Jean-Marie Le Pen, poids lourd de la politique française, s’est éteint mardi à l’âge de 96 ans. Provocateur sulfureux, le finaliste de la présidentielle 2002 aura réussi à banaliser l’extrême droite et contribué à son succès dans les urnes.
Un monstre de la politique française s’en est allé. Jean-Marie Le Pen, leader emblématique de l’extrême droite, est décédé mardi à l’âge de 96 ans. Pendant près de 60 ans, le fondateur du Front national aura marqué les esprits par ses postures xénophobes et ses dérapages à répétition.
Né le 20 juin 1928, à La Trinité-sur-Mer (Bretagne), Jean-Marie Le Pen perd son père à l’âge de 14 ans. Bien qu’attiré dès l’adolescence par une carrière militaire, ce fils unique se concentre d’abord sur des études de droit dans la capitale française. Bagarreur, il délaisse ses cahiers au profit du militantisme. Il cultive à l’époque des amitiés bigarrées, comme le cinéaste de la Nouvelle Vague Claude Chabrol, engagé à gauche, qui verra en lui un «fout-la-merde magnifique».
Engagé dans les parachutistes de la Légion étrangère, Le Pen part combattre en Indochine en 1954, où il se lie avec une future légende du cinéma, Alain Delon. De retour en France, il est élu en 1956 député et devient le benjamin de l’Assemblée nationale. En 1956, il repart cette fois en Algérie, où il sera accusé de torture – ce qu’il a toujours contesté.
Jean-Marie Le Pen ou la haine de l’immigré
A son retour, Le Pen, anticommuniste viscéral, fréquente les milieux d’ultra-droite. En 1972, il est désigné à la tête d’un nouveau parti regroupant des néo-fascistes: le Front national. Le mouvement végète puis perce en 1983, avec un thème obsessionnel : «Un million de chômeurs, c’est un million d’immigrés en trop». Avec son slogan fétiche les «Français d’abord», Jean-Marie Le Pen, orateur hors pair, se fait le champion autoproclamé des «petits», lui qui est devenu millionnaire en héritant de la fortune de son ami Hubert Lambert.
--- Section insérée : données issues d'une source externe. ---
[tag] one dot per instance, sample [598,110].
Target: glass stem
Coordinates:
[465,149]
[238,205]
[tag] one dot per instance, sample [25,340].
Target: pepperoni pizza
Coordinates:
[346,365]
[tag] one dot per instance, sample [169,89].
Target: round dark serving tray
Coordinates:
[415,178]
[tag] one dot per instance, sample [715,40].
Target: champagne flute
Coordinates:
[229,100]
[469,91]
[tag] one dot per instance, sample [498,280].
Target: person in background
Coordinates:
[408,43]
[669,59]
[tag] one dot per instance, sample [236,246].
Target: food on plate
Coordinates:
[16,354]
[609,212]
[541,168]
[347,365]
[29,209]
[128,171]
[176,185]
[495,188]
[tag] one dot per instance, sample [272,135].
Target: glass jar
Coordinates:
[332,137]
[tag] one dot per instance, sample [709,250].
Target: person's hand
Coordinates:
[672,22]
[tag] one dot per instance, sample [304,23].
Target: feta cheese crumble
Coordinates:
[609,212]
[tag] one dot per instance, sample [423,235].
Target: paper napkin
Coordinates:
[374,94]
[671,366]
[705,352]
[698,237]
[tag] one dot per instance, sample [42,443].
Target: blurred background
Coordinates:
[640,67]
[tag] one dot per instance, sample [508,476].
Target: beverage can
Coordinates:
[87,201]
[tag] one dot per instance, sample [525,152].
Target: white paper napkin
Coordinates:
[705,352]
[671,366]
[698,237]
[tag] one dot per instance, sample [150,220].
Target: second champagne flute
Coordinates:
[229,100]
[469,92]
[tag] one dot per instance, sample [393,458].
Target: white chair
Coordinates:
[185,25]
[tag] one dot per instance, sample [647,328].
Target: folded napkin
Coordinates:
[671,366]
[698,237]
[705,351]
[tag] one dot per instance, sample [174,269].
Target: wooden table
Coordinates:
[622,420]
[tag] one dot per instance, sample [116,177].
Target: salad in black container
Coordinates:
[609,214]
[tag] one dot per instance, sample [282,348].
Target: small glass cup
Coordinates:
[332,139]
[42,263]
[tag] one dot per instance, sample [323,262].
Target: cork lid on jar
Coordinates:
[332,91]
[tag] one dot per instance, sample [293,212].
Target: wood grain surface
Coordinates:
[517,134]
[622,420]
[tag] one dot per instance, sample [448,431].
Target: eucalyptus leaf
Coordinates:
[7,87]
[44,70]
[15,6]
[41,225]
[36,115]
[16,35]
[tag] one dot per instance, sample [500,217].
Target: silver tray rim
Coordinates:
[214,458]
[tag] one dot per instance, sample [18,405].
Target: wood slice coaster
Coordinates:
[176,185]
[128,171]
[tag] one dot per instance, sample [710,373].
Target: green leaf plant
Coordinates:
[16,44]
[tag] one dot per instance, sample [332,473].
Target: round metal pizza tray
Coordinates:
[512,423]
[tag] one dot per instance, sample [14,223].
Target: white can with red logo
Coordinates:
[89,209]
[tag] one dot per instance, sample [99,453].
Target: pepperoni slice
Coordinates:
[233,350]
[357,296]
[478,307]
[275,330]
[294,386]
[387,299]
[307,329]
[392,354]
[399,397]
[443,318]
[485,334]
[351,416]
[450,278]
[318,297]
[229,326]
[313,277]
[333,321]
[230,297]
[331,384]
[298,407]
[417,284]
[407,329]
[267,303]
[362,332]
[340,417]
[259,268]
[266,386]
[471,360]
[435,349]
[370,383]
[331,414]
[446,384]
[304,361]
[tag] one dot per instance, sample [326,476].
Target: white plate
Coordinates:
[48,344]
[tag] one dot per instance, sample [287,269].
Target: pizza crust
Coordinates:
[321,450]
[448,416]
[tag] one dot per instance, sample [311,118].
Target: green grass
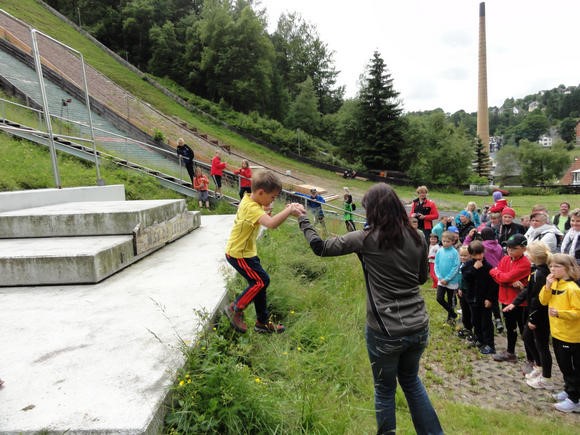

Mais celui qui gère le Front national comme «une boutique familiale» essuie des divisions. A la fin des années 1980, son épouse Pierrette et mère de ses trois filles le quitte brutalement puis pose nue dans le magazine Playboy. Dix ans plus tard, il renie en direct à la télévision sa fille promise à sa succession, Marie-Caroline, qui soutenait un rival au sein du parti.
Malgré ces dissensions, sa carrière politique ne bat pas de l’aile. Elu député à Paris lors des législatives de 1986, il préside le groupe FN-RN à l’Assemblée nationale à plusieurs reprises. Honorant à la fois des mandats de député européen et d’élu local, le leader d’extrême droite forge sa réputation de tribun provocateur, ce qui séduit une frange (bien que limitée) de l’électorat français.
Un duel face à Chirac
Après trois échecs au premier tour (1974, 1988, 1995), Jean-Marie Le Pen accède à la surprise générale au second tour de la présidentielle française en 2002. L’opinion publique, visiblement choquée, se mobilise alors massivement dans les rues contre son élection et le projet de société qu’il incarne. Son rival Jacques Chirac est finalement réélu pour un deuxième mandat.
En 2011, sa plus jeune fille Marine reprend le flambeau de la présidence du FN. Elle clame d’abord sa loyauté avant d’exclure, en 2015, ce père (auteur d’un énième dérapage antisémite) devenu gênant pour son projet de «dédiabolisation» de l’extrême droite. Elle change le nom du parti et entame sa banalisation. «Un suicide», selon Jean-Marie Le Pen, qui avait théorisé le rassemblement de toutes les extrêmes droites.
Ecarté de la vie politique, Jean-Marie Le Pen se replie sur ses Mémoires, où il revient à ses thèmes favoris, comme le «grand remplacement» de la population française par l’immigration. Plus discret ces dernières années, hospitalisé à plusieurs reprises, Jean-Marie Le Pen aura ouvert la voie au succès contemporain du RN en France, ainsi qu’à l’essor de mouvements nationalistes et populistes en Europe.
Jusqu’au bout, le «Mehnir» n’aura exprimé aucun regret pour les dérapages, contrôlés ou non, qui lui ont valu plusieurs condamnations: des chambres à gaz qualifiées de «point de détail de l’histoire de la Seconde Guerre mondiale» (1987) à «l’inégalité des races» (1996), en passant par l’Occupation allemande de la France, «pas particulièrement inhumaine» (2005) ou l’agression physique d’une adversaire socialiste (1997).